I've had so many days where I have felt as if an elephant was crushing my chest and I didn't know how to face another minute. Now those times come in waves, not as constant as they once were, but when they come, they come in great power and force and I find myself walking around reminding myself to breathe and asking God why I am still on this earth. People try to encourage me by telling me that I need to stick around for my sons and while that is true, I still find no comfort from the pain in this, but I do find a purpose still and a reason to bear the pain. I have found myself watching this old clip to remind myself that I have got to be here for my boys. You can find it linked here: http://youtu.be/SU7NGJw0kR8

This may stir me to live on for my boys, but I still find myself wallowing in the mire as there is only one truth that begins to heal my heart and give me strength to get back up. There is something indeed  that helps with the pain and I will get to that.

When you first discover that the one who was once your "one and only" and "your girl", now wants to be someone elses, it really turns your world upside down. Then you begin to learn along the way how far short you fall as a man in pleasing a woman both emotionally and physically and it just sends you reeling until you begin to wonder if you ever can be to any woman. After you get a legal seperation people tell you to find another woman, and you begin to entertain that thought all the while knowing how far short you fall and how messed up you are now and so you find yourself wishing you could have a relationship but at the end of the day your impulse is to scare them away because at the very heart of it you know you cannot face that again and don't really think you could ever have a relationship again anyway. Then you have people telling you that even though your are being told to move on, you are still technically married and you must be faithfull to your unfaithful espoused wife. You struggle with all of this, but the only healing begins when you realize that you must keep yourself in the will of God and listen to Him only. He is the good shepherd and the only one who knows what is His will for your life, not other people, legal wranglings or ideas and conceptions that others may or may not have. In saying all of that, even though I know many Godly people who have gone on to other godly relationships in their legal seperation, I find great wisdom in waiting....even after I am divorced. At this point, maybe till I am dead and gone. I want to be in the center of God's will and He will guide me right, I have complete faith in Him. One thing I have learned...I am not ready and wonder if I will ever be.

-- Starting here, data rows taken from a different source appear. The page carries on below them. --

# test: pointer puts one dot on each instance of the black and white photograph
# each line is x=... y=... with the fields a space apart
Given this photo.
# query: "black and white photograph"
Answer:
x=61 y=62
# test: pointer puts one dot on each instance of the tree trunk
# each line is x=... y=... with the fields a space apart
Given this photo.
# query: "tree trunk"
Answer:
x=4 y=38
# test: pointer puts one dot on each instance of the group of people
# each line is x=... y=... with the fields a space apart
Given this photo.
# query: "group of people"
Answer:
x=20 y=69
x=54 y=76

So my pain is great in that respect. People and especially women don't understand how when a man is defaced and debased as a man it leaves him wondering what kind of man he is and what he has left as a man. But I don't have to find my hope in those matters anymore....

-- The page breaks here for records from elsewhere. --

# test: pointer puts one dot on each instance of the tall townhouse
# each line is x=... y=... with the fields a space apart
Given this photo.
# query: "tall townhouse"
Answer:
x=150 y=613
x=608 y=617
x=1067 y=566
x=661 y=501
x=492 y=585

A loved one recently told me, "I wouldn't take a billion dollars to be in your ex wifes shoes right now but I would be in your shoes for free."

That's it, and that's only it. That is the only truth that comforts me. I am in the center of God's will and in the midst of a fiery trial wherein one day I will be rewarded in the heavenlies and before the throne of God in a measure I could not possibly imagine right now. It will be a day where He will wipe away all of my tears and I must keep my eyes on Him, the prize and the inheritance I will gain one day. This is what gets me up off of my back. What I am going through now is temporary and I will reap something wonderfully permanent one day as I stay at it and not become weary in well doing.

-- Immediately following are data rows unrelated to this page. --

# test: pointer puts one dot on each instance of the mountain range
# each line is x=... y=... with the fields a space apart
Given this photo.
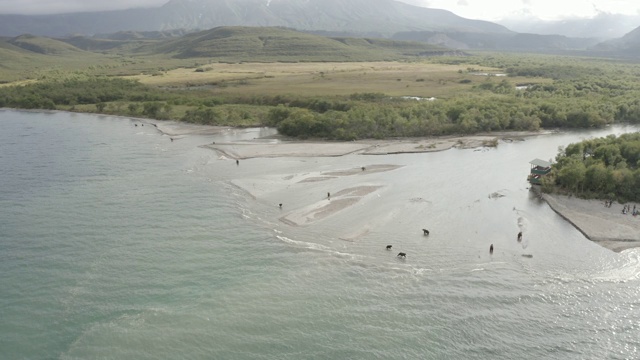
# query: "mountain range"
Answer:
x=355 y=18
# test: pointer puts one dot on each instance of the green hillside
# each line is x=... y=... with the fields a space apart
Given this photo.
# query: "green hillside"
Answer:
x=43 y=45
x=279 y=44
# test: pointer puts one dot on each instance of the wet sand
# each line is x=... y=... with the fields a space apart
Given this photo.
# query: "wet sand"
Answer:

As I was driving home this evening after work I was thinking that if the devil came up to me and told me that he could take the pain away by giving me a beautiful woman that would be wonderfully compatible with me and a billion dollars in the bank along with a beautiful penthouse suite in a city, I would tell him "NO!"

Not in a million years.

Even if he offered me a Harley Davidson, I would still say "No Way"

It would be a city bound for destruction. I am content and comforted in knowing that even though I feel like I am in a dungeon of pain; I am being tried in a furnace of fire and will come forth as gold before God. So I rejoice in the Lord and find the joy of the Lord to be my strength.